Karl Kane est de retour. Le taciturne détective privé couplé à un auteur sans véritable succès parcourt toujours les rues régulièrement ensanglantées de l’Irlande du Nord, et l’homme traverse aujourd’hui Un sale hiver.
Plus récent opus littéraire de l’auteur Sam Millar à être traduit dans la langue de Molière, ce court roman policier fait suite aux Chiens de Belfast, déjà critiqué en nos pages, mais surtout au Cannibale de Crumlin Road, sorti en 2015 mais qui semble être passé dans les interstices littéraires.
Qu’à cela ne tienne, Millar propose une intrigue relativement simple: quelqu’un découpe de vieux policiers soupçonnés d’avoir été pourris jusqu’à la moelle dans une vie antérieure, et un morceau de l’un de ces coquins – une main, pour être précis – atterrit sur le perron de notre Karl Kane mal embouché. Celui-ci se retrouve donc bien malgré lui plongé dans l’affaire sanguinolente à souhait.
En ce sens, Millar ne renie pas la philosophie primaire de son personnage. Kane n’est pas nécessairement un fin limier; oh, il est tout à fait capable de se tirer d’affaire en cas de besoin, et son intellect demeure au-dessus de la moyenne des ours. Mais ce qui fait surtout l’affaire de Kane, c’est de taper dans le tas. Habituellement jusqu’à ce que ses jointures soient rougies du sang de ses adversaires.
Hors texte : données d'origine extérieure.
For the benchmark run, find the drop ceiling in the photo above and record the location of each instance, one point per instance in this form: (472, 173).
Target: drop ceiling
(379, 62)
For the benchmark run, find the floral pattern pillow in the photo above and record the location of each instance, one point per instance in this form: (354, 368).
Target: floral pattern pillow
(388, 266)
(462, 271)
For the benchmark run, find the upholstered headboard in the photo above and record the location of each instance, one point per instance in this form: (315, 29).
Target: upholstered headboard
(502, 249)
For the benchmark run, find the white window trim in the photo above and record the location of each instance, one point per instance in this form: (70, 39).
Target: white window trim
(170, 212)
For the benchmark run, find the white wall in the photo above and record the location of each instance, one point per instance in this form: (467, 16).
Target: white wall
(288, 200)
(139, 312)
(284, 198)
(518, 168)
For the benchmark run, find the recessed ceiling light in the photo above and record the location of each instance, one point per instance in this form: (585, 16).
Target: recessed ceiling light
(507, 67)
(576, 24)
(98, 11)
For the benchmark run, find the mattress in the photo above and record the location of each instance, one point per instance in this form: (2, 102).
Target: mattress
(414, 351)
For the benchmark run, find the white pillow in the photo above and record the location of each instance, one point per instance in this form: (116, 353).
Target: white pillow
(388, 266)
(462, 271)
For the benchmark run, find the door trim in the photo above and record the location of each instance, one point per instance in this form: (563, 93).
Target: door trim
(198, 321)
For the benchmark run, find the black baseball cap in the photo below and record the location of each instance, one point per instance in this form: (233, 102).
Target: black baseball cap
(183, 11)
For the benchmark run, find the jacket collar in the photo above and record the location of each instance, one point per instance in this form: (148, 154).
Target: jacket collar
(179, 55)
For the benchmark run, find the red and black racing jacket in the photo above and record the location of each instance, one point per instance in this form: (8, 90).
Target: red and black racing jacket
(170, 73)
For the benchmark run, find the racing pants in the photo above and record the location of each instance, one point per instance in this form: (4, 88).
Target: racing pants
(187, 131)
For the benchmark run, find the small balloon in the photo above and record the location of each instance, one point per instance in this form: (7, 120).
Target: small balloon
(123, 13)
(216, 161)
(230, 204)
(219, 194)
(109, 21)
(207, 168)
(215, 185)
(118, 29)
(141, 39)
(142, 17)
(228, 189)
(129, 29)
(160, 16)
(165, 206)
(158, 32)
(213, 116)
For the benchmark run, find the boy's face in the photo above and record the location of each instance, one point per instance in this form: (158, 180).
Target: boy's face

Un sale hiver n’est pas un grand polar, bien loin de là. L’intrigue est relativement simpliste, les dialogues ne mériteraient pas de Pullitzer, et la traduction franco-française fait encore des siennes, ce qui rebutera un tant soit peu le lecteur québécois.
Toutefois, rendons à César ce qui lui appartient: le roman est étrangement efficace. Peut-être répond-il à un besoin fondamental de violence et de brutalité gratuite? On finit par goûter ce sang qui s’infiltre partout, et c’est avec un puissant parfum métallique dans la bouche que l’on dévore le titre. Sam Millar ne fait peut-être pas dans la subtilité, mais il connaît ses limites, et sait tirer au maximum parti des atouts à sa disposition. Pas tout à fait un roman de gare, pas exactement un grand cru, Un sale hiver permettra malgré tout de passer quelques bons moments.